Drought conditions have become more widespread and severe in the Southwest in the first part of 2011. Storms that showered the area in late February provided some relief from record-breaking dry conditions in January—in which much of Arizona and New Mexico received no rain or snow at all—but widespread drought conditions remained.
This winter’s drought comes as no surprise to the climate scientists who make seasonal forecasts for the U.S. Southwest. Heading into winter with a La Niña event underway in the Pacific Ocean significantly increases the chances for dry winters in Arizona, New Mexico, and the Four Corners region. The reverse is also true: El Niño events increase the odds of unusually wet winters.
Winter rain and snow deficits have the potential to cause more problems in the Southwest than they do in large parts of the East, where annual rainfall is more evenly spread out over all 12 months of the year. In the Southwest, precipitation is sharply seasonal—a few wet months in winter and a few more in late summer.
The winter precipitation is especially important to groundwater supplies. Summer storms are often localized and short-lived, while winter storms can be large and lingering, allowing water to sink in. Also, snow that falls in the high country sustains stream flows throughout spring and early summer.
One implication of this “feast and famine” precipitation pattern is that drought impacts can pile up quickly if winter precipitation and summer rains fail in successive seasons. Dry winters also heighten the risk of fires, especially when they follow a good summer monsoon, as was the case this past summer: monsoon rains fuel lush vegetation growth, which then turns tinder dry over the winter.

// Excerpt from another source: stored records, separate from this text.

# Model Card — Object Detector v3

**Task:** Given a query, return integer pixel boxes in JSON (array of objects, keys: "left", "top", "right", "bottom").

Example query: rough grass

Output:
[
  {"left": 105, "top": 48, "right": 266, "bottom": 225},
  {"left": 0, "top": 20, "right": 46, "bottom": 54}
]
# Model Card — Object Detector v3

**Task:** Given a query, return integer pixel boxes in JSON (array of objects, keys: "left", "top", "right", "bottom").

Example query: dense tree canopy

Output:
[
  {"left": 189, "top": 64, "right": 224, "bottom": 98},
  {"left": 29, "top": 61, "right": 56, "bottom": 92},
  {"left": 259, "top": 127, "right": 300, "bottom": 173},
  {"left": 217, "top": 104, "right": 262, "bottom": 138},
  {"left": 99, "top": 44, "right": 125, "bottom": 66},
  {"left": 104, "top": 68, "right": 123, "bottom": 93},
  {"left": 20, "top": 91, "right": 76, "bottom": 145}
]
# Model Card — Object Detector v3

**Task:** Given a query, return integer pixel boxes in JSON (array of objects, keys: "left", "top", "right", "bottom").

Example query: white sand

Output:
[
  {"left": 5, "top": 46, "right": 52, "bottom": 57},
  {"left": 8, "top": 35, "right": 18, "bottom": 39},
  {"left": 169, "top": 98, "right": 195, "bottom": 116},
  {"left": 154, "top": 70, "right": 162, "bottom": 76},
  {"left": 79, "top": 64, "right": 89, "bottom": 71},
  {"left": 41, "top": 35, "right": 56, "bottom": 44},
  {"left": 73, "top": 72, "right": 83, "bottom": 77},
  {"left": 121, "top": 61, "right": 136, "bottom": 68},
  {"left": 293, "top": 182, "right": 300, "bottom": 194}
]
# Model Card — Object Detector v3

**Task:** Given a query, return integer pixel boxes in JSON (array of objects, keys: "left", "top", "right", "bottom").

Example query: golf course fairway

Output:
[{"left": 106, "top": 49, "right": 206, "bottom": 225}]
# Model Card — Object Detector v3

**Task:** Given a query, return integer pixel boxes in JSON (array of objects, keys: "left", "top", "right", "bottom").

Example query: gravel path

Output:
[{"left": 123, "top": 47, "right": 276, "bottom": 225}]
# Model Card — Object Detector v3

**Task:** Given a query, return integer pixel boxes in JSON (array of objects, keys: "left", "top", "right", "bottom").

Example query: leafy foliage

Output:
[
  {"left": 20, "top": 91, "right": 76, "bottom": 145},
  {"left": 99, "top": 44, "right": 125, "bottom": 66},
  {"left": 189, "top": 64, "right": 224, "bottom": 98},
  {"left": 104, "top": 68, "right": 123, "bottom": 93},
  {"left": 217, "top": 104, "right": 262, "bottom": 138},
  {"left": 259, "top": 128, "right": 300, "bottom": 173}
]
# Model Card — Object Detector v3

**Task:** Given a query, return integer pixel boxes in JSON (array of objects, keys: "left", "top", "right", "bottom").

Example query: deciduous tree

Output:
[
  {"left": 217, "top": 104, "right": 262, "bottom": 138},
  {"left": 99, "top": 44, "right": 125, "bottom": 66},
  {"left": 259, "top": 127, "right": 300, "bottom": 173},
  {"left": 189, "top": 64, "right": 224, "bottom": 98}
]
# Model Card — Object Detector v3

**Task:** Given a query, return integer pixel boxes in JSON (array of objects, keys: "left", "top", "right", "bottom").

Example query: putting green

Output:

The Southwest gets a winter wet season because the average latitude of the subtropical jet stream migrates southward in the winter. Storms from the Pacific often follow the west-to-east path of the jet stream, like corks bobbing along in a creek. The southward migration of this jet in winter increases the chances that storms will pass through southern California, Arizona, and New Mexico.
It is through the Pacific jet stream that El Niño and La Niña, which reach their peaks in winter, exert their influence on Southwest precipitation. Among the significant influences of the two phenomena is that they change the strength and average location of the jet stream.
During El Niño events, increased thunderstorms in the eastern tropical Pacific strengthen the Pacific jet stream (the segment of the subtropical jet that stretches across the eastern Pacific). It meanders less, repeatedly steering storms across the southern tier of the United States like a sluice gate.
During La Niña events, the enhanced thunderstorm activity shifts to the other side of the Pacific. The jet stream in the eastern Pacific is weaker, and it often wanders into the northern mid-latitudes. Winter storms are more likely to pass through the Pacific Northwest, leaving the Southwest dry.